Production & Growth (Block 2) Flashcards
Final (Chapter 12)
Standard of living varies across countries due to productivity differences across countries
The standard of living refers to the level of wealth, comfort, material goods, and necessities available to a certain socioeconomic class or geographical area.
Explanation
Productivity differences, which can be attributed to factors like technology, education, infrastructure, and institutions, lead to variations in the standard of living between countries.
Y/L is the key determinant of productivity which depends on physical capital per worker, human capital per worker, and so on
Y/L (output per worker) represents productivity, which is influenced by factors such as physical capital (machinery, equipment), human capital (education, skills), and technological advancements.
Relation between productivity, real GDP per capita, standard of living, economic policies
Higher productivity leads to higher real GDP per capita and, consequently, an improved standard of living.

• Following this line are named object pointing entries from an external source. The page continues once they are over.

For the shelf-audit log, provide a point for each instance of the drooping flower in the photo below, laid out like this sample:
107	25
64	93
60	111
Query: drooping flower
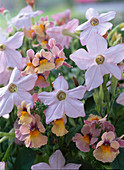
24	114
120	99
97	23
56	161
8	54
59	126
107	149
23	19
99	60
63	17
62	100
34	138
90	136
16	91
58	32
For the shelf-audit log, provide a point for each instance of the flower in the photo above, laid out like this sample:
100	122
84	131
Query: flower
23	19
62	100
90	134
9	56
97	23
34	138
59	126
62	18
107	149
16	91
58	32
56	161
120	99
99	60
24	114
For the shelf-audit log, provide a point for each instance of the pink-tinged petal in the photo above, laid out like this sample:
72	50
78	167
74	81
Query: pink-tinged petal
60	83
83	26
3	61
113	69
121	143
82	59
96	44
115	54
77	93
72	166
107	16
80	143
96	79
48	98
104	27
6	103
15	41
74	108
40	166
27	82
91	12
54	111
57	161
120	99
14	58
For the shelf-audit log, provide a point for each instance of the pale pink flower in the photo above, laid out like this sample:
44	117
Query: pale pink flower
90	136
58	32
63	17
120	99
107	149
56	161
99	60
2	165
97	23
23	19
62	100
8	54
34	138
16	91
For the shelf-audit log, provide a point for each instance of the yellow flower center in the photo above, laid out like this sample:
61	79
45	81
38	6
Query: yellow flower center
12	88
2	47
105	148
100	59
94	21
34	133
61	95
86	138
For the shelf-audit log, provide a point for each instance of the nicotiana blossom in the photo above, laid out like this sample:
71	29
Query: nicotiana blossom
59	32
99	60
62	100
8	54
120	99
23	19
56	161
16	91
97	23
108	148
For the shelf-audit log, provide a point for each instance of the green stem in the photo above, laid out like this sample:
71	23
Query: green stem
118	27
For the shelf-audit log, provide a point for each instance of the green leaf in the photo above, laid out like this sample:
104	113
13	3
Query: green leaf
118	163
25	159
71	133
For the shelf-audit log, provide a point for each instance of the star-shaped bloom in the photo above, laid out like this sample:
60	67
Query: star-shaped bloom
8	54
97	23
56	161
23	19
99	60
16	91
62	100
58	32
120	99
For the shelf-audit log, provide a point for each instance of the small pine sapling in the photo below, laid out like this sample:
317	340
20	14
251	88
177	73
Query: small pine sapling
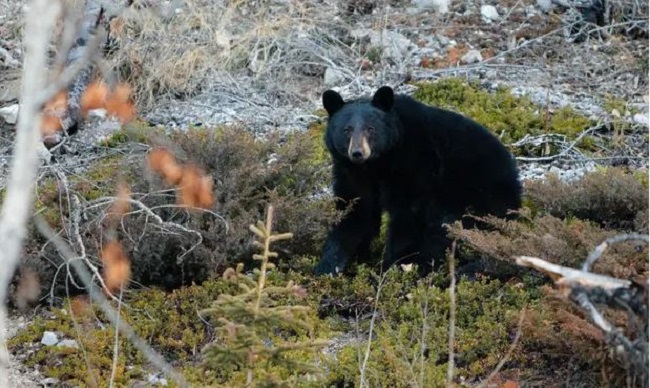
257	332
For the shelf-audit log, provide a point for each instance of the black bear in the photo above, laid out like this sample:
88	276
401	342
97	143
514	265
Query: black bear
424	166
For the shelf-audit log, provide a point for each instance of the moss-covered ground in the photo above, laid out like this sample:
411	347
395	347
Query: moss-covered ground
407	316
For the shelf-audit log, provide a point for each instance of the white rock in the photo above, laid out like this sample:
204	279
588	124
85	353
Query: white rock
332	77
394	45
441	6
68	344
10	113
641	119
49	381
489	13
544	5
49	338
472	56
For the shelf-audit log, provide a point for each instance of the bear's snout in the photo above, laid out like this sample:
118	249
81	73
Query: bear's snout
359	147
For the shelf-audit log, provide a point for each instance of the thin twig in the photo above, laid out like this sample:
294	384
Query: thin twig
452	316
600	249
362	367
18	202
96	294
116	345
505	358
565	151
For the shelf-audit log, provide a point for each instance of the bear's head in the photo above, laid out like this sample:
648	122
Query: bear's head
363	129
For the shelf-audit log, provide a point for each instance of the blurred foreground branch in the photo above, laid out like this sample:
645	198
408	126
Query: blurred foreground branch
587	289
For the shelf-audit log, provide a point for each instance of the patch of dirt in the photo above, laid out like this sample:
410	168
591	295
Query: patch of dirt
279	78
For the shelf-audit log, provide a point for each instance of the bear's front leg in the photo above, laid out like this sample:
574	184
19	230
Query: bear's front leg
403	238
353	235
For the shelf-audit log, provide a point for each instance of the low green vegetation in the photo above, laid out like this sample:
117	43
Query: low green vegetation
509	117
390	328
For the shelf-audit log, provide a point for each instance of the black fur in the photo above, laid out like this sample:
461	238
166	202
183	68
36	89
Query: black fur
427	166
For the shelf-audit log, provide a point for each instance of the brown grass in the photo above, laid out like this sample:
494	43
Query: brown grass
161	52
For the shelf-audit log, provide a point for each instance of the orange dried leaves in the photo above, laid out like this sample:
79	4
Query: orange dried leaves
196	188
117	102
117	268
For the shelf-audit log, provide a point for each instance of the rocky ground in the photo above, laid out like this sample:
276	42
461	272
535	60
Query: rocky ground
354	47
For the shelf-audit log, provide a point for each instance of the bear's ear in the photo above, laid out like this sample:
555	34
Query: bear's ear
383	98
332	102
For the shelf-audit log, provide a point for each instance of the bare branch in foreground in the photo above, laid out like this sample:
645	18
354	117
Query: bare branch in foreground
585	289
17	206
96	294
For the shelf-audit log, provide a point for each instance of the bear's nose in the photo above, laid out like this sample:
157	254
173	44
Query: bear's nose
357	155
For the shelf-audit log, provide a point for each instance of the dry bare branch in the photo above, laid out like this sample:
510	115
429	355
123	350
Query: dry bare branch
585	289
40	19
97	295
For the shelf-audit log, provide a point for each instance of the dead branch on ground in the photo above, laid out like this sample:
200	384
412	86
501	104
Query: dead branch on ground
17	205
587	289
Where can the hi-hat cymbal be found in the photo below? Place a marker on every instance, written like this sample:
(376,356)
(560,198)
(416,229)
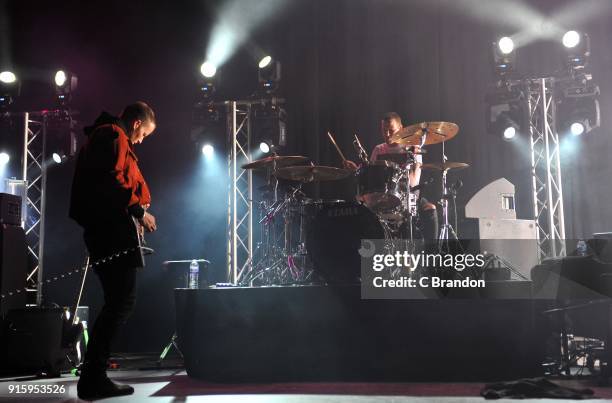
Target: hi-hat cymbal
(280,160)
(447,165)
(311,173)
(437,132)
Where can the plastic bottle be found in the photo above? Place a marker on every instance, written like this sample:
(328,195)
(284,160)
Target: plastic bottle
(194,274)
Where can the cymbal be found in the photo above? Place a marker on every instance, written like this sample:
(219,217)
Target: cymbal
(311,173)
(437,132)
(447,165)
(396,158)
(281,160)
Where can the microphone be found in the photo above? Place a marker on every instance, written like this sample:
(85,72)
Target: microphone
(363,155)
(457,185)
(422,185)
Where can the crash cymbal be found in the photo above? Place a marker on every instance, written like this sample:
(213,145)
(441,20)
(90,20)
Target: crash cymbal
(281,161)
(311,173)
(447,165)
(437,132)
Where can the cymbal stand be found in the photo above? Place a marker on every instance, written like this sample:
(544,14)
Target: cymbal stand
(446,230)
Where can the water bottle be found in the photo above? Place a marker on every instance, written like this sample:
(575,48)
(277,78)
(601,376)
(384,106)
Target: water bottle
(194,273)
(581,248)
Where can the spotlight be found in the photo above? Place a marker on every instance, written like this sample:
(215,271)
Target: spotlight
(578,111)
(577,128)
(208,69)
(506,113)
(506,45)
(65,85)
(8,77)
(208,151)
(60,78)
(578,49)
(269,125)
(509,133)
(269,74)
(571,39)
(59,157)
(9,88)
(266,146)
(265,61)
(504,56)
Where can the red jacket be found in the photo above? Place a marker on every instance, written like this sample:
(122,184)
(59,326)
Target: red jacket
(107,180)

Economic policies that promote investments in physical and human capital, innovation, and efficiency can enhance productivity.

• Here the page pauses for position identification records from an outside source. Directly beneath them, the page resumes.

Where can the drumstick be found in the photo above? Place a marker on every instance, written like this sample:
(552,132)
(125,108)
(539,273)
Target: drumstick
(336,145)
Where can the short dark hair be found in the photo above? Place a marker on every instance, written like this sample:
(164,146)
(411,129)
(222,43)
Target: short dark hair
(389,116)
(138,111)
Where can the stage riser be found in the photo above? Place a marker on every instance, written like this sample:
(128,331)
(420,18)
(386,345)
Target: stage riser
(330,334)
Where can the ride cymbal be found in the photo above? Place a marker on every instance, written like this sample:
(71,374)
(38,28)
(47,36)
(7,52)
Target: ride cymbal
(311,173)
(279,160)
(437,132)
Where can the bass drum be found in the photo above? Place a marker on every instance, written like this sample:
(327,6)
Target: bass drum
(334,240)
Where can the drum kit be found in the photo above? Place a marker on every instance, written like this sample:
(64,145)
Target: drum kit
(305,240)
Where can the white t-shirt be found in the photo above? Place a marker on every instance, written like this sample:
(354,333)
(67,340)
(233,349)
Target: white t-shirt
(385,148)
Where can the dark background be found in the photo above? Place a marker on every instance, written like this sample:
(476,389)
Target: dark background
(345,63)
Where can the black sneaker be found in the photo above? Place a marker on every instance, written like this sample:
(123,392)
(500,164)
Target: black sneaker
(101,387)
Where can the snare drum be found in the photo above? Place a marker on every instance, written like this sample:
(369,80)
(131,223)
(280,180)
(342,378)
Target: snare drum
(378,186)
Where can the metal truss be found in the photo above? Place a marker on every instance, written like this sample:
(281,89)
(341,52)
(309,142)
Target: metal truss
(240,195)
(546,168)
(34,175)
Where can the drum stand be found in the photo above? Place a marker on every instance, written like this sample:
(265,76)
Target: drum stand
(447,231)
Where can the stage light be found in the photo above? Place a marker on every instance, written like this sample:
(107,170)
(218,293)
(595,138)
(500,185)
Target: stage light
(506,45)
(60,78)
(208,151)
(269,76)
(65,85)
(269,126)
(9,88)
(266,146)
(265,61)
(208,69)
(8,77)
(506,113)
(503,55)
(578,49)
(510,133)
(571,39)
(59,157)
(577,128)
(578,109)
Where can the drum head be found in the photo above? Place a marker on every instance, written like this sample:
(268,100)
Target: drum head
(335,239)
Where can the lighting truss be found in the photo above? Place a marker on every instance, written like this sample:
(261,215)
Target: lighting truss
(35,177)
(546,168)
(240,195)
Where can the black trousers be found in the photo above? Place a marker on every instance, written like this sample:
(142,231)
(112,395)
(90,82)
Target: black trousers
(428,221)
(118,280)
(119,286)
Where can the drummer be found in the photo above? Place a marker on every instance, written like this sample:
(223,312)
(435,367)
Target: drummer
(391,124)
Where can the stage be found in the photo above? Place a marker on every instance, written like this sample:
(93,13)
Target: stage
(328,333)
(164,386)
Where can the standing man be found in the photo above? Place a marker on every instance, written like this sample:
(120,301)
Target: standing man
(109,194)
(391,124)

Calculating productivity, real GDP per person, growth rate of real GDP per person
- Productivity: Output per worker (Y/L).
- Real GDP per person: Real GDP divided by the population.
- Growth rate of real GDP per person: Percentage change in real GDP per person over time.
Economic policies to enhance productivity
Examples: Policies promoting education and skill development, infrastructure investment, technological innovation, research and development funding.